Upon opening to traffic in 1980, it was known as the widest and longest swing bridge in Britain. The bridge was swung open at least two times per day (on average 60 times per month). These timings were normally associated with high tide as most vessels were unable to pass underneath the bridge. The mechanism to swing the bridge open takes 150 seconds, creating a clear passage of 98 ft for river vessels. Closure takes 30 seconds less than opening. Initial estimates were of 30,000 vehicles using the bridge every week. By 2004, it was carrying about 40,000 vehicles a day, and was required to open to river traffic on average ten times per month. By 2010, it was opening 200–300 times per year (around 16–25 times per month). Hull City Council encouraged businesses to move away from the River Hull, and as a result, since 2011, openings of the bridge have averaged 20–30 times a month, and are coordinated to be when the traffic flow is at a minimum. Access underneath the approach ramps to each bridge provides routes for vehicles and pedestrians; on the west side this is High Street, on the east side, the road provides access to The Deep.

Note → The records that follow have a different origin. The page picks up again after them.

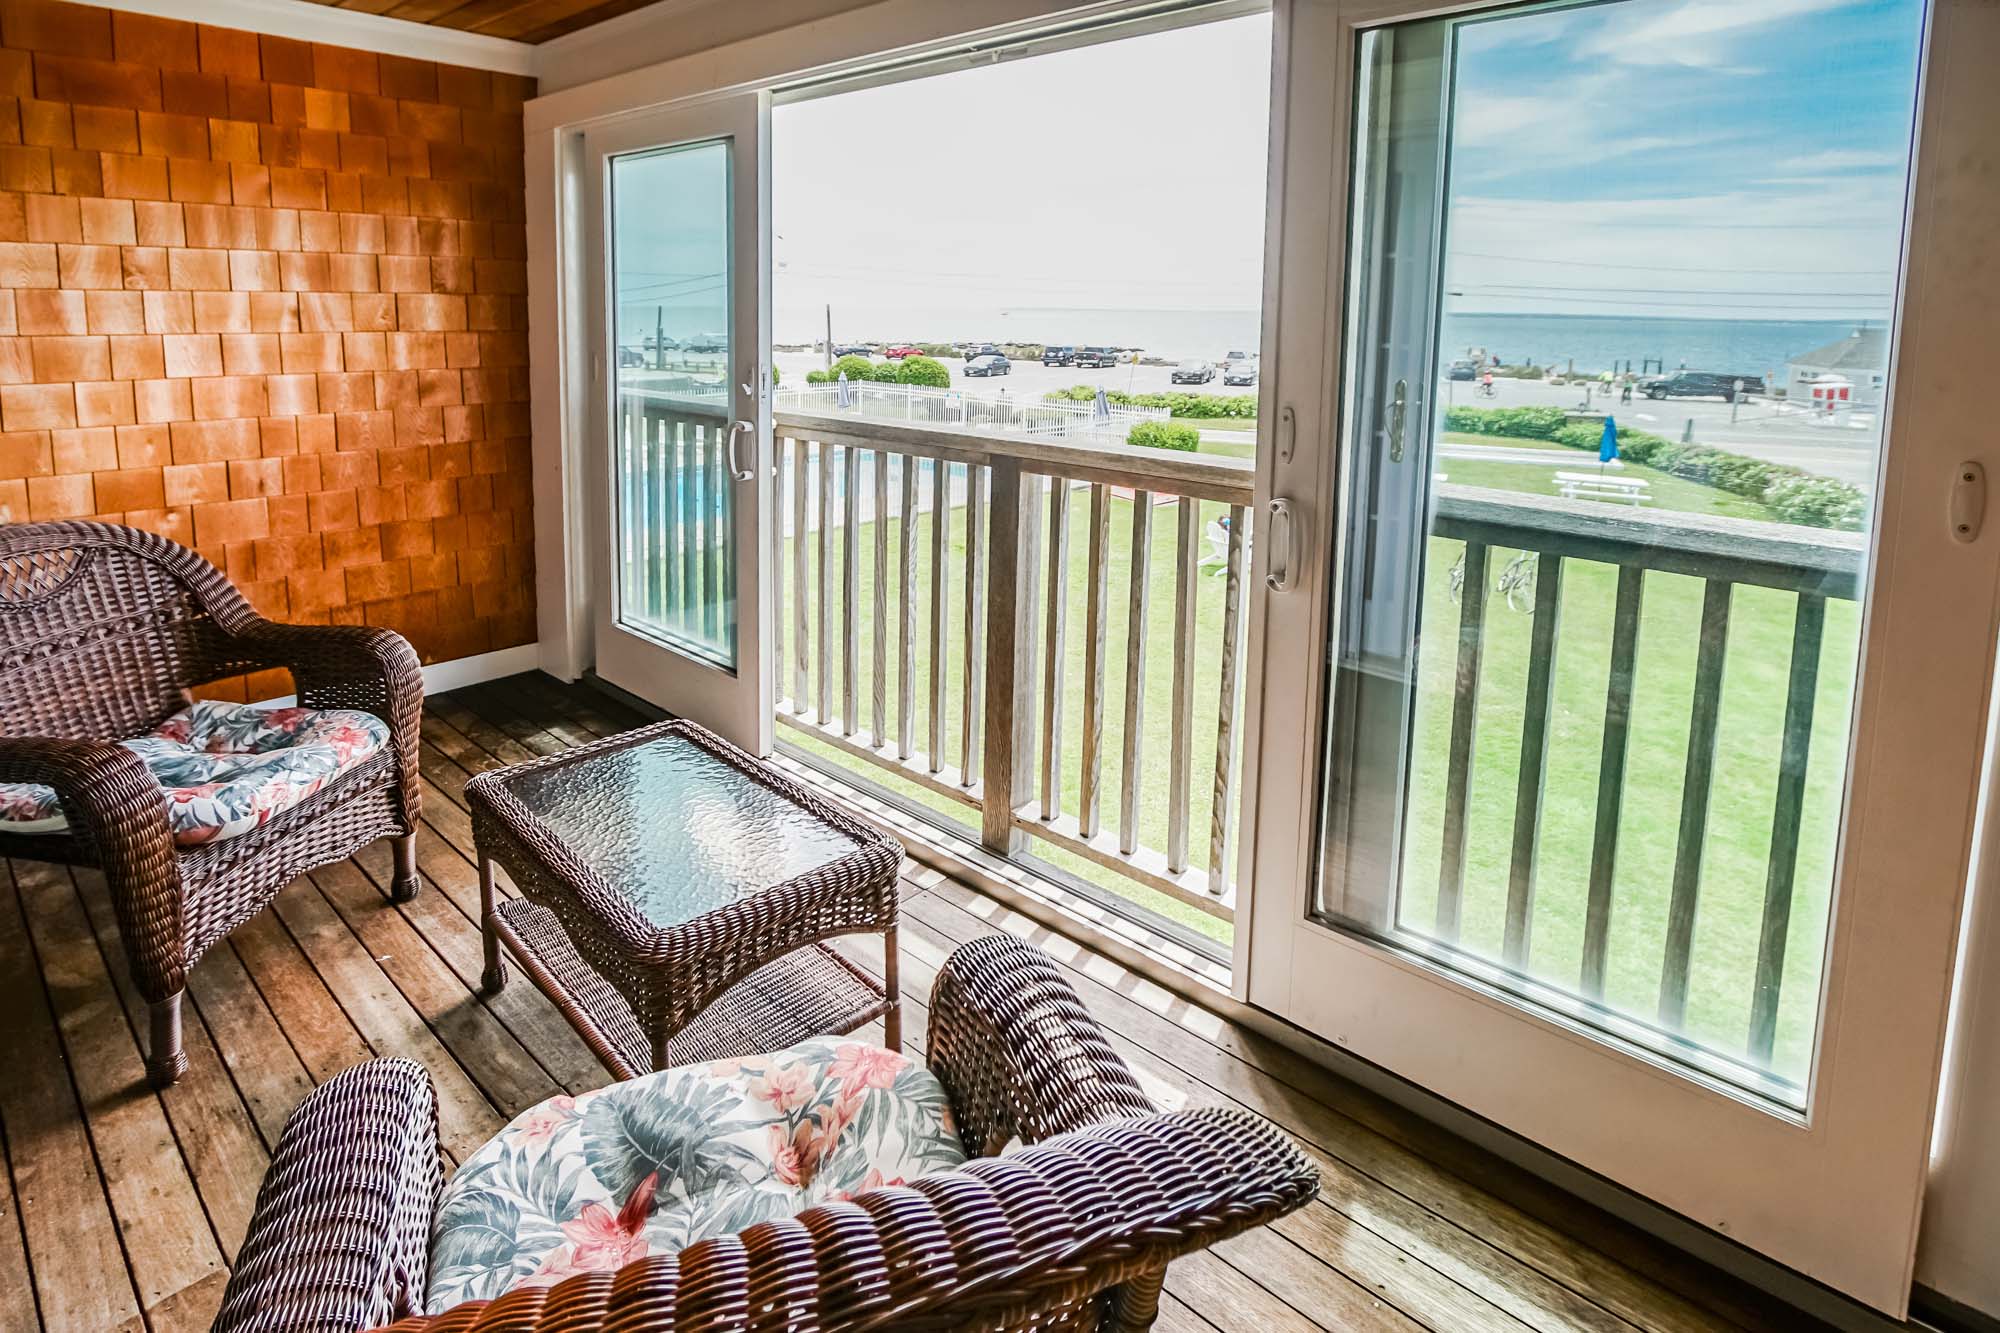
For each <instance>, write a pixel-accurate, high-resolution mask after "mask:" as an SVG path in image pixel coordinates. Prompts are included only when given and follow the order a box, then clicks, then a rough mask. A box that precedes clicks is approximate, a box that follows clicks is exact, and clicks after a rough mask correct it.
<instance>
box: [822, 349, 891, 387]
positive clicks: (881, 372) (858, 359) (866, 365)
mask: <svg viewBox="0 0 2000 1333" xmlns="http://www.w3.org/2000/svg"><path fill="white" fill-rule="evenodd" d="M842 374H846V376H848V384H856V382H860V380H872V382H876V384H896V382H898V378H896V376H898V374H900V372H898V370H896V362H894V360H868V358H866V356H842V358H840V360H836V362H834V364H832V366H828V368H826V370H806V382H808V384H838V382H840V376H842Z"/></svg>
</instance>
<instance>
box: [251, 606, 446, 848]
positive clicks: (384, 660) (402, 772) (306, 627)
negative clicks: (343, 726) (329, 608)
mask: <svg viewBox="0 0 2000 1333" xmlns="http://www.w3.org/2000/svg"><path fill="white" fill-rule="evenodd" d="M236 638H238V640H242V642H244V644H248V646H250V648H252V652H256V654H262V656H266V658H268V660H274V662H282V664H286V667H288V669H290V671H292V681H294V683H296V685H298V703H300V705H304V707H308V709H358V711H362V713H372V715H376V717H378V719H382V721H384V723H388V729H390V737H392V739H394V745H396V763H398V767H400V771H402V791H404V803H406V809H404V819H406V821H410V823H412V827H414V821H416V815H418V793H420V789H422V783H418V777H416V747H418V741H420V739H422V727H424V671H422V664H420V662H418V658H416V648H412V646H410V640H406V638H404V636H402V634H398V632H396V630H386V628H370V626H364V624H278V622H276V620H262V618H258V620H256V622H254V624H250V626H248V628H242V630H238V632H236Z"/></svg>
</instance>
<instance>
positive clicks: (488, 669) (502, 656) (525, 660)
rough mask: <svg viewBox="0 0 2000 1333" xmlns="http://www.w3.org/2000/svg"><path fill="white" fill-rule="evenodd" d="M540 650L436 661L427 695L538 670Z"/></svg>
mask: <svg viewBox="0 0 2000 1333" xmlns="http://www.w3.org/2000/svg"><path fill="white" fill-rule="evenodd" d="M540 652H542V650H540V646H536V644H532V642H524V644H518V646H514V648H498V650H494V652H476V654H474V656H454V658H452V660H448V662H432V664H430V667H424V695H426V697H430V695H442V693H446V691H462V689H466V687H468V685H486V683H488V681H500V679H504V677H518V675H520V673H524V671H534V669H538V667H540V664H542V660H540ZM296 703H298V695H276V697H272V699H256V701H252V707H256V709H290V707H292V705H296Z"/></svg>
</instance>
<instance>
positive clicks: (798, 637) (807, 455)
mask: <svg viewBox="0 0 2000 1333" xmlns="http://www.w3.org/2000/svg"><path fill="white" fill-rule="evenodd" d="M810 458H812V444H808V442H806V440H792V713H798V715H804V711H806V652H808V650H810V648H808V644H806V628H808V618H806V616H808V606H810V604H812V600H810V598H808V596H806V504H808V498H806V488H808V482H810V478H808V470H810Z"/></svg>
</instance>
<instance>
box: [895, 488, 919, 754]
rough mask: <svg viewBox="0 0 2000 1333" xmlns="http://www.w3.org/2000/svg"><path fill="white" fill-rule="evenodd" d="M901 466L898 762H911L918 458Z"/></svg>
mask: <svg viewBox="0 0 2000 1333" xmlns="http://www.w3.org/2000/svg"><path fill="white" fill-rule="evenodd" d="M900 466H902V596H900V598H898V600H896V620H898V624H896V759H910V733H912V731H916V456H914V454H900Z"/></svg>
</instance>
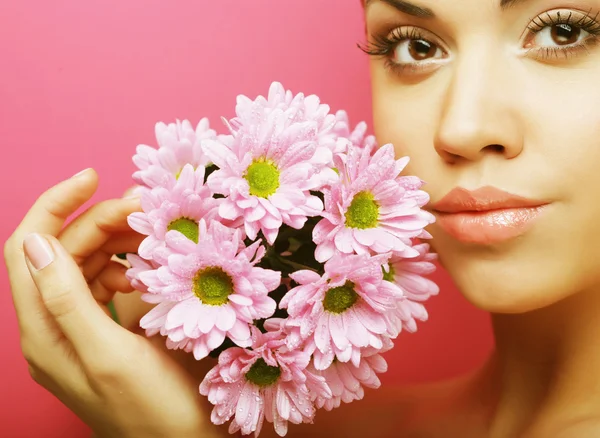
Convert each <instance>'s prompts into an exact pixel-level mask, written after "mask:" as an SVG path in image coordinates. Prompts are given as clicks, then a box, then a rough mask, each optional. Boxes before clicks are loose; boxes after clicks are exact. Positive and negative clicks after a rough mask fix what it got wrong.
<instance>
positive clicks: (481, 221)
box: [432, 187, 548, 245]
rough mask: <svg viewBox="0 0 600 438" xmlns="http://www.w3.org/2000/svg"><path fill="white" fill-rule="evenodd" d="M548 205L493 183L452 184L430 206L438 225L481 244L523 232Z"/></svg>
mask: <svg viewBox="0 0 600 438" xmlns="http://www.w3.org/2000/svg"><path fill="white" fill-rule="evenodd" d="M547 205H548V202H546V201H539V200H538V201H536V200H531V199H527V198H523V197H521V196H517V195H513V194H510V193H508V192H505V191H502V190H499V189H496V188H494V187H482V188H480V189H478V190H475V191H469V190H466V189H463V188H456V189H453V190H452V191H450V193H448V194H447V195H446V196H445V197H444V198H443V199H442V200H440V201H439V202H437V203H435V204H434V205H433V206H432V208H433V210H434V213H435V214H436V216H437V223H438V225H439V226H440V227H441V228H442V229H443V230H444V231H446V233H448V234H449V235H451V236H453V237H454V238H456V239H458V240H460V241H462V242H465V243H475V244H481V245H489V244H493V243H499V242H503V241H506V240H509V239H512V238H515V237H517V236H520V235H522V234H524V233H525V232H526V231H527V230H528V229H529V228H530V227H531V226H532V225H533V224H534V222H535V220H536V219H537V218H538V216H539V215H540V214H541V213H542V211H543V210H545V207H546V206H547Z"/></svg>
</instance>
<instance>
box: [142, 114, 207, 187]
mask: <svg viewBox="0 0 600 438" xmlns="http://www.w3.org/2000/svg"><path fill="white" fill-rule="evenodd" d="M155 133H156V139H157V141H158V145H159V148H158V149H155V148H153V147H151V146H148V145H144V144H141V145H138V147H137V149H136V154H135V155H134V156H133V162H134V164H135V165H136V166H137V167H138V169H139V170H137V171H136V172H134V174H133V179H134V181H135V182H136V183H137V184H139V185H140V188H138V189H136V192H142V191H144V190H143V189H145V188H154V187H165V188H171V187H172V186H173V185H174V184H175V182H176V181H177V178H178V177H179V174H180V172H181V170H182V169H183V167H184V166H185V165H186V164H191V165H192V166H193V167H194V168H196V167H205V166H206V165H207V164H209V160H208V158H207V157H206V155H204V152H203V151H202V148H201V146H200V145H201V142H202V141H203V140H205V139H214V138H217V134H216V132H215V131H214V130H213V129H210V127H209V121H208V119H207V118H203V119H202V120H200V122H199V123H198V125H197V126H196V129H194V128H193V127H192V125H191V123H190V122H189V121H188V120H183V121H179V120H177V123H169V124H168V125H166V124H165V123H162V122H159V123H157V124H156V126H155ZM140 189H142V190H140Z"/></svg>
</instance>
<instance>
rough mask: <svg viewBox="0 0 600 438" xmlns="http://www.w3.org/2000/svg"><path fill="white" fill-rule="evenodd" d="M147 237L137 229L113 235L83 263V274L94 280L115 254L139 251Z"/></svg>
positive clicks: (89, 280) (82, 267) (87, 258)
mask: <svg viewBox="0 0 600 438" xmlns="http://www.w3.org/2000/svg"><path fill="white" fill-rule="evenodd" d="M145 237H146V236H144V235H142V234H139V233H136V232H135V231H132V232H129V233H118V234H115V235H113V236H112V237H111V238H110V240H109V241H108V242H106V244H104V246H102V248H100V249H99V250H98V251H96V252H95V253H93V254H92V255H90V256H89V257H88V258H87V259H85V261H84V262H83V264H81V268H82V272H83V276H84V277H85V278H86V280H87V281H88V282H90V281H92V280H93V279H94V278H95V277H96V276H97V275H98V274H99V273H100V272H101V271H102V270H103V269H104V268H105V267H106V265H107V264H108V262H109V261H110V260H111V259H112V258H113V257H114V255H115V254H121V253H125V252H133V253H135V252H137V250H138V248H139V246H140V243H142V240H144V238H145Z"/></svg>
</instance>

A year after opening, the bridge was given an award in the 1981 Structural Steel Design Awards for its "imaginative Design". Throughout the 1980s, the bridge was known to break down, causing tailbacks on either side of the bridge. New motors, pumps and a drive system were installed in 1990 at a cost of £700,000. The bridge was extensively renovated in the summer of 2023. This involved whole weekend closures with diversions around the city. Whilst these renovations were underway, the repair team needed seven days notice for any vessels which required the bridge to be swung open as this would involve moving plant machinery and enabling the balance to be correct.